Carlo, I find these draft good, but feel like a jump when you started with the subject matter of psychologism, because you were before talking of the debate, science-philosophy which determined the structure of the Academia. I find, in this sense, more natural the contextual introduction of Brentano rather than the reference to phsycologism. Also I’ve had some trouble understanding the precise sense of the paragraph which starts with “Besides programmatic…”, more specific, ¿what “proceeds from this”? Sorry if I did not grasp the meaning right away.
Greetings from México.
Hi Jethro, thanks for your comments!
With the reference to “psychologism”, I wanted to indicate that some authors that participated in and shaped the debate are unjustly dismissed out of hand, because they are seen only as representatives of a very broadly defined orientation in philosophy. It would be anachronistic for us, after Frege’s and Husserl’s refutations of psychologism, to reject all previous thinkers pigeonholed as “psychologists” out of hand. The accusation of psychologism was used more or less by everyone against anyone at the time and is hence not very useful to classify or group the participants in the debate.

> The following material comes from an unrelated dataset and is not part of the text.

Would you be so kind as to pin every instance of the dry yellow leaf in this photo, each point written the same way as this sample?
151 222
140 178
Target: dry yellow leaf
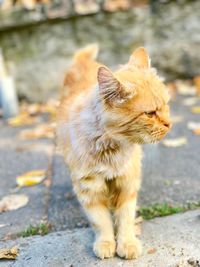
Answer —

Regarding your second question, I wanted to make clear that the students of Brentano did not just have starry-eyed visions of an ideal science, but tried to apply their programmatic ideals in their research and teaching. They drew the practical consequences that proceed from Brentano’s program.
Don’t worry if you don’t understand my writing: this is actually very useful to me! You are showing me where the problems in my text are.